The least expensive reverse mortgages are the ones offered by state or local governments. But these "public sector" loans generally can be used for only a specific purpose, like home repairs. Many are only available to persons with low to moderate incomes. But the low cost can make these loans very attractive.
Deferred Payment Loans (DPLs)
Many local and some state government agencies offer "deferred payment loans" (DPLs) for repairing or improving your home. This type of reverse mortgage gives you a one-time, lump sum advance. No repayment is required for as long as you live in your home.
DPLs aren't available everywhere, and they can be difficult to find, in part because they go by a variety of names and descriptions. Contact your city or county housing department, area agency or county office on aging, or the nearest community action or community development agency.
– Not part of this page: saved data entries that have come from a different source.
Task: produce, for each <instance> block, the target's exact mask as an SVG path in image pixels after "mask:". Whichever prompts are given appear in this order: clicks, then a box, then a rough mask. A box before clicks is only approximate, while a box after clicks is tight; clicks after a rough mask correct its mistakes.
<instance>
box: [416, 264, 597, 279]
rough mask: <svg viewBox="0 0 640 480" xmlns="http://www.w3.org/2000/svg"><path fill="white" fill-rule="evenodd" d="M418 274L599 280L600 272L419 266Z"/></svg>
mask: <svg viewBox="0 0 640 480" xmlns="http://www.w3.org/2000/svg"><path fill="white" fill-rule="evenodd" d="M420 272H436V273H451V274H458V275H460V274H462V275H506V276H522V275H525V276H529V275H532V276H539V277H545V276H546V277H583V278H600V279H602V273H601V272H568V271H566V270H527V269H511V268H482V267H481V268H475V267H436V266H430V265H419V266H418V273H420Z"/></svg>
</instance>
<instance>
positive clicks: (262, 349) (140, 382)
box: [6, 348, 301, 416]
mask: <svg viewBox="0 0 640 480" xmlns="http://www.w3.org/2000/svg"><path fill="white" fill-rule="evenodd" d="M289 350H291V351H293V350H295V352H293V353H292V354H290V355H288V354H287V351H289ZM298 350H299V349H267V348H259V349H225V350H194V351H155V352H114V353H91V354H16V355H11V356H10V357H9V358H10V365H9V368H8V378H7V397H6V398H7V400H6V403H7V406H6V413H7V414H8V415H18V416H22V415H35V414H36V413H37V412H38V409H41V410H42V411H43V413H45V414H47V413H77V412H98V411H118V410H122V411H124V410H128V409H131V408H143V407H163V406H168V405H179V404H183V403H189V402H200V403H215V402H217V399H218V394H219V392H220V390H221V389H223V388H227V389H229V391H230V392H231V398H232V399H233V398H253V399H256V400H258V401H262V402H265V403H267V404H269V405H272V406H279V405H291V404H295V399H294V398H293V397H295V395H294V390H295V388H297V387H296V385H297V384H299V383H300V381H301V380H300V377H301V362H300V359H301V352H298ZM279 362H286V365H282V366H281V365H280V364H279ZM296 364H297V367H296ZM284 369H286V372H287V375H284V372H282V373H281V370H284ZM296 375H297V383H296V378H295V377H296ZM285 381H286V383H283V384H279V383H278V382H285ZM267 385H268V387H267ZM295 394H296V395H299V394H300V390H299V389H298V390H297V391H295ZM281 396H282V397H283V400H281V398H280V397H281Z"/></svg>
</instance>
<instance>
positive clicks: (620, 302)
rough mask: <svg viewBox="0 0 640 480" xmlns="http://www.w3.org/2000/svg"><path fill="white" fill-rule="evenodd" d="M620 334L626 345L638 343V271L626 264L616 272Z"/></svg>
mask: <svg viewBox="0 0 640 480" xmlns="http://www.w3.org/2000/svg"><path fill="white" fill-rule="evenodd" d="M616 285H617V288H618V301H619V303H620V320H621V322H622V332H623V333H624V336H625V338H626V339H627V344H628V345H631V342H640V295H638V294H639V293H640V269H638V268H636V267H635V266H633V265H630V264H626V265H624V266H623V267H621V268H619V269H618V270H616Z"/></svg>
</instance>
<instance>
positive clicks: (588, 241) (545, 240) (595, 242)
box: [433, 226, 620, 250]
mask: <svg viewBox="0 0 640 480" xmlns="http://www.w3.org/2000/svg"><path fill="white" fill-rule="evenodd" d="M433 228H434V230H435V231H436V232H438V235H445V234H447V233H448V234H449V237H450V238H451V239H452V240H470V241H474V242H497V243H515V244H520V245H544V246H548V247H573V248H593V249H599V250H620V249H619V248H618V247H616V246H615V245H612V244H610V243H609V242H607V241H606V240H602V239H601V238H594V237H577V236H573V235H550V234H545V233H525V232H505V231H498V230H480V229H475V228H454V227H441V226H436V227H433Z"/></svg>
Also contact your state housing finance agency. If these agencies don't offer DPLs, they may know where to find them. They may also offer other low-cost home repair loans with very affordable monthly payments.
Eligibility rules vary from program to program. Most are limited to homeowners with low or moderate incomes. Many place a limit on a home's value, or lend only in certain areas. Some have a minimum borrower age or a disability requirement.
DPLs can be used only for the specific types of repairs or improvements that each program allows. This may limit you to projects that replace or repair basic items such as your roof, wiring, heating, plumbing, floors, stairs, or porches. Many programs will cover improvements in accessibility or energy efficiency. Such modifications may include the installation of ramps, rails, grab bars, storm windows, insulation, or weatherstripping.
You may be able to combine a DPL with a HECM loan. To do this, the DPL lender must agree to be repaid after the HECM is repaid.
The best thing about DPLs is their very low cost. Generally they have no origination fee, no insurance premium, very low (if any) closing costs, and very low (or no) interest.
If interest is charged, it is often done on a "fixed" basis, that is, the rate never changes. Many DPL programs also charge "simple" rather than "compound" interest. This means that interest is not charged on any of the interest that has been previously added to the loan balance.
Some DPL programs even forgive part or all of the loan if you live in your home for a certain period of time. In other words, you may end up paying nothing back ever . If you can find and qualify for a "forgivable" DPL, you would most likely have more equity left at the end of the loan than you had at the beginning. In any case, a DPL is one of the best bargains you can find.
If you do get a DPL, you still must be careful dealing with home improvement contractors. Ask the DPL program for help in finding a reliable contractor and developing a contract that protects you.
Property Tax Deferral (PTD)
Some state and local government agencies offer "property tax deferral" (PTD) loans. This type of public sector reverse mortgage generally provides annual loan advances that can be used only to pay your property taxes. No repayment is required for as long as you live in your home.
According to a 2007 AARP study, some type of PTD program is available in parts or all of the following states: Arizona, California, Colorado, Florida, Georgia, Idaho, Illinois, Iowa, Maine, Maryland, Massachusetts, Michigan, Minnesota, New Hampshire, North Dakota, Oregon, Pennsylvania, South Dakota, Tennessee, Texas, Utah, Virginia, Washington, Wisconsin, Wyoming, and the District of Columbia.
In some states, PTD is available on a uniform, statewide basis. In many others, it is not available in all areas, or is not the same in all the areas where it is available. Eligibility rules vary a lot. Most programs have a minimum age of 65 and are limited to homeowners with low or moderate incomes.
If you live in a state listed above, contact the local government agency to which you pay your property taxes. This agency can tell you if the program is available in your area and what you must do to qualify. It also can give you details on how the program works.
The amount of the annual PTD loan advance is generally limited by the amount of your property tax bill for that year. Some programs limit the annual advance to some part of the tax bill or to a specific amount. In the most restrictive programs, the loan can only be used to pay for special assessments.
Most programs limit the total amount you can borrow over the life of a PTD loan. In other words, you may not be eligible for more money in the future. Most PTD loans will not let you have a PTD loan and another reverse mortgage at the same time.
Like deferred payment loans, PTD loans generally do not charge origination fees or insurance premiums and have low, if any, closing costs. The interest rate is usually fixed, but it varies from program to program. In some cases, interest is charged on a simple basis, that is, no "interest on interest."
Connecticut and Montana
State housing finance agencies in Connecticut and Montana offer specialized reverse mortgage loans. The Connecticut plan is limited to persons who are no longer able to function on their own.
These plans provide limited lump sum advances, plus monthly advances that stop after a fixed period of time. But the loan does not have to be repaid for as long as you live in your home. The cost of these plans is very low, but the benefits are limited as well. For more information on the Connecticut plan, call 1-860-721-9501 or 1-800-533-9208. For information on the Montana program call 1-800-761-6264 or 1-406-841-2840.
AARP does not endorse any reverse mortgage lender or product.